Figure 9 shows the temperature contours with different pitches between vertical plain-fin plates. When the pitches decrease, the temperature increases rapidly and is shown by the heated areas above the upper section of the heated plate. This temperature increase is caused by the active thermal boundary interaction between two natural convection boundary layers when the distance between vertical plain-fins is small. This effect can be seen in Figure 9 (d), which shows the temperature distributions along the centerline, in the side view. Table 2 lists the total heat transfer rates with different pitches. At pitches of 20 mm, 10 mm, and 5 mm, the total heat transfer rates are 0.78 W, 0.61 W, and 0.34 W, respectively. The total heat transfer rates decrease linearly with decreasing pitches. However, on the same-volume basis, the total heat transfer rates will be approximately 0.78 W, 1.22 W, and 1.36 W, respectively.

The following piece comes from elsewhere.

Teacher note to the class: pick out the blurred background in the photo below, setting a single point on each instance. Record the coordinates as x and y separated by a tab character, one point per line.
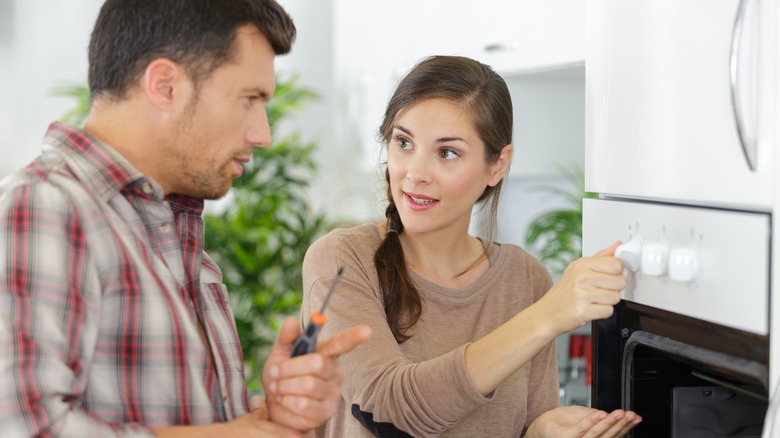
351	53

This means that when the distance between the two vertical plates decreases, the total heat dissipation performance increases on the same-volume basis.

Figure 9: 
Temperature contours of the effects with varying plate pitches

Natural convection heat transfer of the confined geometry in a plate-fin heat exchanger with two horizontal tubes has been investigated numerically for the laminar flow region. To get the optimum performance the various geometries are studied. The conclusions are as follows.

When the Rayleigh number is larger than 10⁴ at the different dimensionless ratios of the heated plate, the plate-fine geometry effect is large. Especially, when W changes from 1.0 to 0.8, the changed heat dissipation is very effective. At the small Rayleigh number, the dimensionless plain-fin ratio is not important. When the geometry ratios with the same heat area varies, the heat dissipation rate increases as the horizontal length increases. When the pitch between the vertical plates decreases, the total heat transfer rates decrease. However, on the total volume basis, the total heat transfer rates increase. Thus, the pitches which is less than 10mm are recommended if geometry constriction is considered.